In October 2011 Malcolm and I made a date to start recording his stories, beginning with what he remembered of his early life in Dorchester during World War II and his descriptions of his immigrant ancestors. Such marvelous stories they were! I was captivated, and Malcolm seemed to enjoy digging back in time, as well. By February 2012, we had done several interviews. Malcolm then wondered if we could make a book out of these interviews, a book to tell the story of Heyday, just in time for its 40th anniversary in 2014. I agreed to the grand idea and set off to interview a slew of people connected to Heyday: many more sessions with Malcolm, as well as interviews with his family, friends, staff and board members of Heyday, and Heyday authors.
About 75 interviews later, we ended up with a tremendous record of how Heyday got started and how it has persisted, despite the hardship that the book industry has gone through. Even more importantly, I think, a book about Heyday is a book about Malcolm, the intriguing people he has come to know, and the unusual way he runs a business, with core values of love, laughter, and respect.
Was Bancroft being the one to pen it part of what made it the right time for a history of founder Malcolm Margolin?
MM: Yes, given that the 40th anniversary of Heyday was coming up fast, it was all the more serendipitous that Bancroft knocked on Heyday’s door and that she was able to throw herself into this project so whole-heartedly. But the gift was mutual, since it was a great opportunity for Kim to get to work on this biography when she was in the midst of career transition herself.
What Heyday titles are you most excited about for the upcoming fall season?
MM: Top of the list is San Francisco’s Jewel City: The Panama-Pacific International Exposition of 1915 by Laura Ackley. 2015 will mark the centennial of this extravaganza, and the book we are putting together will do it justice. It will be more than 350 pages, lavishly illustrated, and full of the optimism, playfulness, inventiveness, artistic courage, generosity, and faith in the future that marked those times. The book is magnificent, but in line with our mode of operating it’s more than a book.
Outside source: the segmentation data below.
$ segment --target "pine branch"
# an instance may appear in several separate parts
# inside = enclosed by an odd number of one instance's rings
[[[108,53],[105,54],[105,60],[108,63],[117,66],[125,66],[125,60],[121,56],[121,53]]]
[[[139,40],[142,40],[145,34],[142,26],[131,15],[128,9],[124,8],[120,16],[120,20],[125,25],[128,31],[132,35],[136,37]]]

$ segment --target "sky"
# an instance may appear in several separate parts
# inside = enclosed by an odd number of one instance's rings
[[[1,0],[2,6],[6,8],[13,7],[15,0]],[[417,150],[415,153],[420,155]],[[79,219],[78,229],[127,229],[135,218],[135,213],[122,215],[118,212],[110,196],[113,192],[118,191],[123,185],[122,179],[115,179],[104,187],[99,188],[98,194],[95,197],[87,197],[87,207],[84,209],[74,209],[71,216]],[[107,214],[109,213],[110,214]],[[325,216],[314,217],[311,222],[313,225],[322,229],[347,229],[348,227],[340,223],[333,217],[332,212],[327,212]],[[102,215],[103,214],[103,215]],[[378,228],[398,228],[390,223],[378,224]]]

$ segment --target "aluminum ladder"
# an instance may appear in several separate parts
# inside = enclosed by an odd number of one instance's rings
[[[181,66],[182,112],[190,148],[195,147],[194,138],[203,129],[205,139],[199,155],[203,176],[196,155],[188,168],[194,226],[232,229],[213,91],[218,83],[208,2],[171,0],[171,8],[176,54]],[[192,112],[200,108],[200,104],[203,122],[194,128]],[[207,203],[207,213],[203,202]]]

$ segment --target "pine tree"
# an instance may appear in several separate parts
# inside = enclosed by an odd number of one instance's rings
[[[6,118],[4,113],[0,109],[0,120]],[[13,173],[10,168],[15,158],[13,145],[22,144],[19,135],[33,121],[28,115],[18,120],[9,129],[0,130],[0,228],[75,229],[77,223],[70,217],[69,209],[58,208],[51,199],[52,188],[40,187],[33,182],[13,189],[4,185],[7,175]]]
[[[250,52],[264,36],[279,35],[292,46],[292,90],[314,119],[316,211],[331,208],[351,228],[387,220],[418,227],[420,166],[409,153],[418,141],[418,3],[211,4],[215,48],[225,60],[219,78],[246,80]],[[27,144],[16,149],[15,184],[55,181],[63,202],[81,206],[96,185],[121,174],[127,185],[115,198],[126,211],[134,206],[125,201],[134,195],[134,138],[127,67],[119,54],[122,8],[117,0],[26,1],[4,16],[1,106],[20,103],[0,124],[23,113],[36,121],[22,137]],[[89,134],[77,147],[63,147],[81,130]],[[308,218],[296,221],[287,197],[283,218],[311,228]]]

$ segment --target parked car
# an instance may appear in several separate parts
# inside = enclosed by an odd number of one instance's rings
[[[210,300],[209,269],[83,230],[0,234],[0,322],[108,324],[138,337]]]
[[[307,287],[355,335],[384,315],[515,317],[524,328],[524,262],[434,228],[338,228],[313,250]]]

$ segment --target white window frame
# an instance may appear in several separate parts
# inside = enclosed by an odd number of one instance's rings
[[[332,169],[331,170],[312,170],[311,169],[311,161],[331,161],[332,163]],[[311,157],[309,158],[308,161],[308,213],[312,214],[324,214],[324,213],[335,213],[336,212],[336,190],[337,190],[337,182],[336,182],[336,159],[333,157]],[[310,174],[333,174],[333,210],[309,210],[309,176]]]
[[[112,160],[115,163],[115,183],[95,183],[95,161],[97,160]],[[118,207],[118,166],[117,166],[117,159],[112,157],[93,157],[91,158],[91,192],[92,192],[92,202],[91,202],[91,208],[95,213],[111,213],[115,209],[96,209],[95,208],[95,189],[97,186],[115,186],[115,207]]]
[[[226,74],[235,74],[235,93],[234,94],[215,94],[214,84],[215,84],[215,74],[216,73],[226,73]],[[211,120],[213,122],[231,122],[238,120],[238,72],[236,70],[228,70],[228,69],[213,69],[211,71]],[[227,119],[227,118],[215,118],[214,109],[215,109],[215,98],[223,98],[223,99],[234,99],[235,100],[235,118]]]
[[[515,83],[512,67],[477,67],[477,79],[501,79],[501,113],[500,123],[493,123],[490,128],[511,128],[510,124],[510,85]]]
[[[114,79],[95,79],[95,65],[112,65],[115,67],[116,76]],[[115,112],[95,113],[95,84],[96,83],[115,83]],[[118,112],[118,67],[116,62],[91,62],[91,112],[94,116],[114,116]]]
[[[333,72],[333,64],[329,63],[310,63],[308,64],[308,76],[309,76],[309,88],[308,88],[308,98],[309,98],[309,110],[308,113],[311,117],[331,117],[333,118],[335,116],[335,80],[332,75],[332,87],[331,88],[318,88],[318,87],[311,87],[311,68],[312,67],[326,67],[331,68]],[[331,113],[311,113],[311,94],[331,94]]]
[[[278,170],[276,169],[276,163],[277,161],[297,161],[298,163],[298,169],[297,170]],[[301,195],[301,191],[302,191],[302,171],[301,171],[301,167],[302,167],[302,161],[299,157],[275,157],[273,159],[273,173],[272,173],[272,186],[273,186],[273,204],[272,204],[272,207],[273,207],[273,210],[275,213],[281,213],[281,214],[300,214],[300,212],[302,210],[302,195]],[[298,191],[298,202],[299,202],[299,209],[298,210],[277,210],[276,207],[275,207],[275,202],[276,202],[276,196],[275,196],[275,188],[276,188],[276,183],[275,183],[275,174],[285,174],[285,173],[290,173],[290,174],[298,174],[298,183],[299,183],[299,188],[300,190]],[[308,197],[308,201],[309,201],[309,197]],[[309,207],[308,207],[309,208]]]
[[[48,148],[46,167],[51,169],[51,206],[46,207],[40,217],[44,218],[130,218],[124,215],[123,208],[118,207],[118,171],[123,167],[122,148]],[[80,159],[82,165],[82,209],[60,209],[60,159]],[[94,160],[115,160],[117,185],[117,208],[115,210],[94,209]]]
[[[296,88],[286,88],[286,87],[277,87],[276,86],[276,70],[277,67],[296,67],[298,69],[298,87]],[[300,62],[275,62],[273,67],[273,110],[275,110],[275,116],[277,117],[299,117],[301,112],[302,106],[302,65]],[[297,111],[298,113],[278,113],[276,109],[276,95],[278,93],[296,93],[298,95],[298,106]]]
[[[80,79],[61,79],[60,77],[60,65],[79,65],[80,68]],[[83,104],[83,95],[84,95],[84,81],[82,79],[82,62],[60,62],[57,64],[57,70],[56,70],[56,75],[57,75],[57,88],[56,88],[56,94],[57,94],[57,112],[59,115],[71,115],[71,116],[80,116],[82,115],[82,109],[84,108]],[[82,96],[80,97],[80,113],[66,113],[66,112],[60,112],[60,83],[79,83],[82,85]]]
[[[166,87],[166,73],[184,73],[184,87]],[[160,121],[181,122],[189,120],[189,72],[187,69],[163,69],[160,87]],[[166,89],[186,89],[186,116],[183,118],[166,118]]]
We are co-publishing it with the California Historical Society, working with the Society on a museum exhibition, and working with the City of San Francisco and a number of other cultural and arts organizations on outreach and—to call it by its right name—parties.
I’m also excited by California Bees and Blooms: A Guide for Gardeners and Naturalists, by Gordon Frankie, et al. We worked with the “Bee Lab” at UC Berkeley on this one, and it’s an eye-opening exploration of a world under our feet yet hidden from sight, the world of wild bees. What a world! Do you know anything about the enemies of bees? There are things going on in the bee world that make vampire movies look innocuous. And for weeks I accosted everyone who came within hailing distance with accounts of “buzz pollination”—the ability of certain bees to vibrate their thorax to produce a middle-C note that causes the anther of the flower to tremble sympathetically and shake out the pollen. “Singing for your supper, I guess.
And of course I’d be a liar if I didn’t say that I’m excited about The Heyday of Malcolm Margolin: The Damned Good Times of a Fiercely Independent Publisher, by Kim Bancroft, and the opportunity it gives to sum up the last forty years and prepare Heyday for the future.